TSMC makes semiconductor wafers for many of the industry’s leading chip vendors as well as OEMs that provide their own design specifications. While sales of some mobile equipment OEMs have soared, many others are struggling with tepid demand, including Nokia and HTC. Even Apple Inc. has reportedly cut component orders for its newly-introduced iPhone 5c due to “tepid” demand for the product, according to a Wall Street Journal report. (See: Apple’s Dual iPhone Strategy in Doubt).
While TSMC did not specifically mention smartphones in its statement, it is generally assumed that this is one of two families of “mobile devices”– the second being tablet PCs – that has enough large volume to negatively impact orders if customers reduce component demand at the foundry. TSMC said it expects sales in the fourth quarter would be between NT$144 billion ($4.9 billion) and NT$147 billion, with gross profit margin in the range of 44 percent to 46 percent, down from the 48.5 percent it recorded in the September quarter.
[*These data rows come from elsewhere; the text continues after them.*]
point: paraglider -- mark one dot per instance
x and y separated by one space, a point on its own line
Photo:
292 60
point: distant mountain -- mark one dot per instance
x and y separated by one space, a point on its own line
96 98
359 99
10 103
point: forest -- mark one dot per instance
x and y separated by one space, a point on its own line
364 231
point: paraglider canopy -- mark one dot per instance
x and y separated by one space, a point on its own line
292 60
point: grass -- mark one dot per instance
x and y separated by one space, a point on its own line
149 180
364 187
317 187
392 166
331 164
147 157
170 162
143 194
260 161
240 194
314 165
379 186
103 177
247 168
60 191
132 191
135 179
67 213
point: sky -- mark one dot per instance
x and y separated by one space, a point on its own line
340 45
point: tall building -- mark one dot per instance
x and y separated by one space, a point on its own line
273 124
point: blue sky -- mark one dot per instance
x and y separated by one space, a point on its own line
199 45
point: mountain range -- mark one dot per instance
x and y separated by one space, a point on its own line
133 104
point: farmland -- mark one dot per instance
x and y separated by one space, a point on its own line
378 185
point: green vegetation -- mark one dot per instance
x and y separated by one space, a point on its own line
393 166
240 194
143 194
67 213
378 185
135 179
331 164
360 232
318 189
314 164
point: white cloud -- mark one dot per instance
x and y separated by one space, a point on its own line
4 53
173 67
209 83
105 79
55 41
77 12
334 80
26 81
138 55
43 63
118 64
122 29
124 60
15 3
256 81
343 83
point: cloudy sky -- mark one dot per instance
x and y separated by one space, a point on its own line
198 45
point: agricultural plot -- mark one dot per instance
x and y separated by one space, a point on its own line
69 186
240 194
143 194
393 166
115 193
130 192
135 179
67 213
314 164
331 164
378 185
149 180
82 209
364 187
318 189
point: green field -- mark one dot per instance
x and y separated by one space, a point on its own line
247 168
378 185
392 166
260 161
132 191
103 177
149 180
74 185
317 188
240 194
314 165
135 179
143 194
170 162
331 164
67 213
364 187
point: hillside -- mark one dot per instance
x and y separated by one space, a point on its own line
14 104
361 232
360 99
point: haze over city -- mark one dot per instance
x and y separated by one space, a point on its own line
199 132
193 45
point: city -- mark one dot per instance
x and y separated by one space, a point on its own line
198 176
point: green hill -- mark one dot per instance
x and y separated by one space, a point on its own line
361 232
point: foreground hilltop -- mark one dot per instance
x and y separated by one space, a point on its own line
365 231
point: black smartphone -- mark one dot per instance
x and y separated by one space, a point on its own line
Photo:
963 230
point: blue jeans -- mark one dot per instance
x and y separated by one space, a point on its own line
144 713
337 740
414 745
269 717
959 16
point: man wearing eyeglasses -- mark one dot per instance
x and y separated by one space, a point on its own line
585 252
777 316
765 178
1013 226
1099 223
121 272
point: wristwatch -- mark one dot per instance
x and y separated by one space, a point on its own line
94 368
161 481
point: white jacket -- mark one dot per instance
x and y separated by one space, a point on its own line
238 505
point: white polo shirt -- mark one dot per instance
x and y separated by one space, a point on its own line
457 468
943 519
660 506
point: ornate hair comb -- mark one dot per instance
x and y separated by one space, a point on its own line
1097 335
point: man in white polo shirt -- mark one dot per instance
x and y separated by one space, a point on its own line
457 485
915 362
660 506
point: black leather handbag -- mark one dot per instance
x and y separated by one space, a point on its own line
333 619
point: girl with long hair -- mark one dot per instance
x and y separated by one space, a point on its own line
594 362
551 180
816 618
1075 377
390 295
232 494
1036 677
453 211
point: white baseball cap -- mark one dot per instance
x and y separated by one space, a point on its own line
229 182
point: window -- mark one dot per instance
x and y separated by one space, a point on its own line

The company also expects operating margin to slip several percentage points to between 32 percent and 34 percent, compared with 36.7 percent in the just-ended quarter.
In the third quarter, TSMC reported net income rose 5.2 percent, to NT$51.95 billion from NT$49.38 billion, while sales increased almost 15 percent, to NT$162.6 billion from NT$141.5 billion, in the comparable quarter of 2012. (See: TSMC Q3 Sales Rise 15%, Profit up 5%).